To promote low-cost accommodation as part of the housing-for-all scheme, the government will push for building up of steel houses. 

The project aims at providing affordable houses to urban and rural poor. This in turn will help reduce slums. 

Each house will have in-built cement chambers to allow cooling and will cost about ₹2 lakh.

The steel ministry is in talks with state governments to push the project, especially in their rural areas. Model houses have been set up at Burdwan in West Bengal, Tripura and Maharashtra.

Thermocol layers would be put up in peripheral walls of these steel houses for cooling. The house, with the total area of 250 square feet, will have a living room, bedroom, kitchen, toilet and a small veranda. The houses will be more suitable for areas typically located in hills and have cool climate.

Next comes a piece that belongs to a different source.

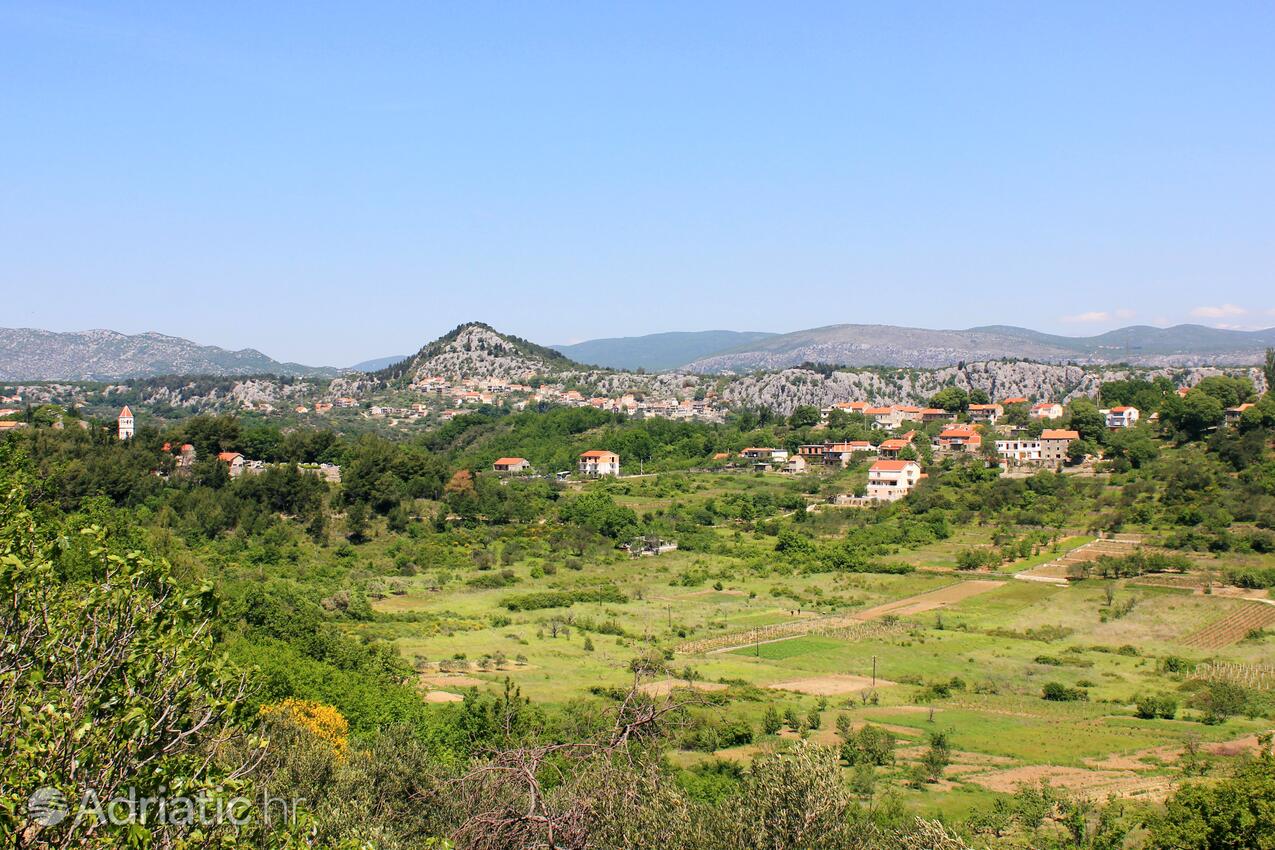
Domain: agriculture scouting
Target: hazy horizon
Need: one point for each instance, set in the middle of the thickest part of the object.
(341, 185)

“These houses will also boost consumption of steel, as part of the national steel policy. We are looking at ways to push consumption of the metal besides providing an opportunity to people with limited budget to own a house,” steel minister Chaudhary Birender Singh told Hindustan Times. 

Singh further said the ministry has written to others to consider using steel for constructing houses both in urban and rural areas.

If the experiment succeeds, the same model could be used for other purposes including building schools, panchayat buildings and bus stops in the villages. 

A senior official of Steel Authority of India Ltd (SAIL) said the project would take a few more days.

Meanwhile, the steel ministry has drawn up an investment plan of ₹10 lakh crore from 2017 to 2030, Singh said, adding that it is looking to adopt steps that would boost its exports to 8% of the total production instead of 1.5%.